Everything on this earth is constantly evolving, survival of the fittest. The reason why plants want to evolve their fruits so sweet is to make birds like to eat. Birds eat the sweet fruit and, by flying, carry the seeds to distant places, preventing the degradation of the plant's inbreeding. The path of birds flying is the way of sowing life. Birds also help spread pollen and eat plant pests. There are birds, there is normal plant growth and circulation, there is plant photosynthesis and growth, human beings can have food and oxygen to survive. Therefore, where there are birds, there is hope for life.

Therefore, the famous ecological writer Rachel Carson described the spring without birdsong in "Silent Spring", which is so shocking and sets off a global environmental protection wave. Spring without birdsong means a lifeless future. Therefore, to protect the essence of birds and the essence of biodiversity, it is still to protect us humans.

However, the large-scale exploitation of the natural world by human beings poses a great threat to the survival of birds, and urban expansion, forest destruction, shrinking wetlands, environmental pollution, and indiscriminate hunting have seriously damaged bird resources, and the number of many rare birds is decreasing, and some have reached the point of extinction. The great ibis is currently the rarest bird in the world, belonging to the ICAN red list of critically endangered species, is an important part of biodiversity in the diversity of species, but also an important link in maintaining the stability of the ecosystem, but also an important species to maintain the ecological balance of nature and genetic resources, the protection of the great ibis, the protection of bird resources, related to the survival and development of human beings, but also an important indicator of the progress of a country, a nation's civilization progress. In order to protect bird resources, the international community has formulated the World Convention for the Protection of Beneficial Birds, and the mainland has also issued the Regulations on the Protection of Terrestrial Wild Animals.

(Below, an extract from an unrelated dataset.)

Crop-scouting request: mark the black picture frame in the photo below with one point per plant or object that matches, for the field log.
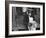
(7, 18)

The distant Cambodian ibis, I yearn for it. In this silent night, I seem to see the mighty big ibis, walking in the primeval forest swamp with the steps of the king, and its successful redemption is the credit of green finance. Green finance, is to help the original only exist in the scientist's accounting and economists in the externalities of the ecological value, real money into the market payment, just like the rising price of the big ibis, green finance with its magical maximum range of to find trading and payment function, for the ecological value of the big ibis, with the hand of finance, for the big ibis, build a protective wall for the big ibis, so that the big ibis can sing in the spring, enjoy the sunshine and love. When many birds are singing peacefully, the way of birds, the way of our human life, spreads on the earth.

Author: LAN Hong (Deputy Director, Professor, Doctoral Supervisor, Eco-Finance Research Center, Chinese Min University, Director of China Financial Writers Association)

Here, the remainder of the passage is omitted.